Retranscription d’une interview vocale de Gherhartd par AsgardOdin, un dimanche de Pâques à 16h. L'interview a été très légèrement modifiée pour corriger certaines tournures plus claires à l'oral qu'à l'écrit.


Gherhartd, en trois phrases, et j’insiste en trois phrases, c’est quoi l’immersion pour toi ?

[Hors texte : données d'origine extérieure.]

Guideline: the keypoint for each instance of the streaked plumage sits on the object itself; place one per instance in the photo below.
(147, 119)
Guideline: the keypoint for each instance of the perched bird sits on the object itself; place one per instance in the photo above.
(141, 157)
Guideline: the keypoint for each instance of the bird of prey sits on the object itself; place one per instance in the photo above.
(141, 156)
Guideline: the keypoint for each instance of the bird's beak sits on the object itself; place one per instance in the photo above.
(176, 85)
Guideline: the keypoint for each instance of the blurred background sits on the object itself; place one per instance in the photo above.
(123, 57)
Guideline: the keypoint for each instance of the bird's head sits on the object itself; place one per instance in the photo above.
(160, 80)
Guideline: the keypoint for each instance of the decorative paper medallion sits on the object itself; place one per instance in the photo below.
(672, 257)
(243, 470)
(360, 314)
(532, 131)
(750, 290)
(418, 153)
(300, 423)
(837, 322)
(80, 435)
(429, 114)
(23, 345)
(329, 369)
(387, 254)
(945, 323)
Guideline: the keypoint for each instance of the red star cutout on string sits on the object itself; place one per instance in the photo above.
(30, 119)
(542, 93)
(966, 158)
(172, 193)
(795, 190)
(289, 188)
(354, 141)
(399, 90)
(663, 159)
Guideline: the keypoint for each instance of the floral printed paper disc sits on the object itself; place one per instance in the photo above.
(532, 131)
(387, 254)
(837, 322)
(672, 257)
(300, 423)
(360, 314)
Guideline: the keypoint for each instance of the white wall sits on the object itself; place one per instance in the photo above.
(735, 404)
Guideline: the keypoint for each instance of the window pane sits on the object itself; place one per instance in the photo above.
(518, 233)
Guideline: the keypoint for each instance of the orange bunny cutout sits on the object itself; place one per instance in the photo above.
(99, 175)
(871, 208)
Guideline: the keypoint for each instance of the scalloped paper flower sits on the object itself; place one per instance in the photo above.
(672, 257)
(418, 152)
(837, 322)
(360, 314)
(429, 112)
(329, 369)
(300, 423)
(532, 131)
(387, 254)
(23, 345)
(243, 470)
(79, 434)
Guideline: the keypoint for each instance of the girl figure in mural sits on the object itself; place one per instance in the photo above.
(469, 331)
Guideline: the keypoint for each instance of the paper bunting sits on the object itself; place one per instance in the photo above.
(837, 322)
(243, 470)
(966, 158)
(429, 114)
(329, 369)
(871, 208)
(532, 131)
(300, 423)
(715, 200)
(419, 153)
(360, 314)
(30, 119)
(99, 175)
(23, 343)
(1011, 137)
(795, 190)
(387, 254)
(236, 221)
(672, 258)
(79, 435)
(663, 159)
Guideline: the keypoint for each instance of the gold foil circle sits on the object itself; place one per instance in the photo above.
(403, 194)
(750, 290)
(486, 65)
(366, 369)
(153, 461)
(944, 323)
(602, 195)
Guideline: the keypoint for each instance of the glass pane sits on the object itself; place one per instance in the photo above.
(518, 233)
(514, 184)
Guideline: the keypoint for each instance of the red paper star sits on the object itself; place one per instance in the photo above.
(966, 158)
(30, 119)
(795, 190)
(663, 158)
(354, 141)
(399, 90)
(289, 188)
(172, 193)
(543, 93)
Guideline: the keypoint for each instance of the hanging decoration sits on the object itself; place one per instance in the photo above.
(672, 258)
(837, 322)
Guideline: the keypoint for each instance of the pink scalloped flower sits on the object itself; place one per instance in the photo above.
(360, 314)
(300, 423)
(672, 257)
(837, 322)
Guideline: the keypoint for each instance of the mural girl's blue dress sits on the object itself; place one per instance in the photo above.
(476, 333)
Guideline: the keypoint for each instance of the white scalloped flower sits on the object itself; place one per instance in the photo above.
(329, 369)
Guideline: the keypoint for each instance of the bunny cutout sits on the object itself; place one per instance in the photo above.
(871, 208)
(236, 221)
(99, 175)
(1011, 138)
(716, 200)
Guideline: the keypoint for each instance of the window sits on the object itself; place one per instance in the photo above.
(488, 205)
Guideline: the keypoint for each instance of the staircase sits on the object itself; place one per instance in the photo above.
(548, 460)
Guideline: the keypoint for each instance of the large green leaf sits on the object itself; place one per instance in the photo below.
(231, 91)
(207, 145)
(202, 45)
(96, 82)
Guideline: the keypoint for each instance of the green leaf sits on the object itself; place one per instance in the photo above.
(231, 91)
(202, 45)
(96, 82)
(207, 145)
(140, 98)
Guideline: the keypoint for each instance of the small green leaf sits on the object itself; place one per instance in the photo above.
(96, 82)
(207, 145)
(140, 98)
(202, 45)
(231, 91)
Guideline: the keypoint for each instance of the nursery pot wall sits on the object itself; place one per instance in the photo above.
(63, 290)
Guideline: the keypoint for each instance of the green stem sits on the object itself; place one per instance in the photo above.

Et bien avant de faire les trois phrases, je vais faire une intro, parce que je suis un mec chiant. Elle reflète la discussion qu’il y a eu sur le serveur ce matin, autour de l’interview de Mass et avec lui, qui est que : ce que je vais dire, c’est seulement ce que moi je mets derrière ces mots là. Je ne suis pas plus qualifié – ou moins qualifié – qu’un autre pour dire ce que ça voudrait “vraiment” dire. Juste, quand je parle de ça sans autre contexte, c’est plutôt ça que je veux dire. Les mots ne sont pas importants, mais je trouve intéressant de réfléchir aux concepts qui sont derrière.

L’immersion c’est quelque chose que j’ai longtemps recherché. À force de chercher après, ma définition a changé.

L’immersion, c’est ce sur quoi je porte l’attention dans l’expérience de jeu pour l’effet que cela va produire en moi, et cet effet.

Pendant tout un temps, je pensais que l’immersion c’était le flow. Je sais pas si vous connaissez ?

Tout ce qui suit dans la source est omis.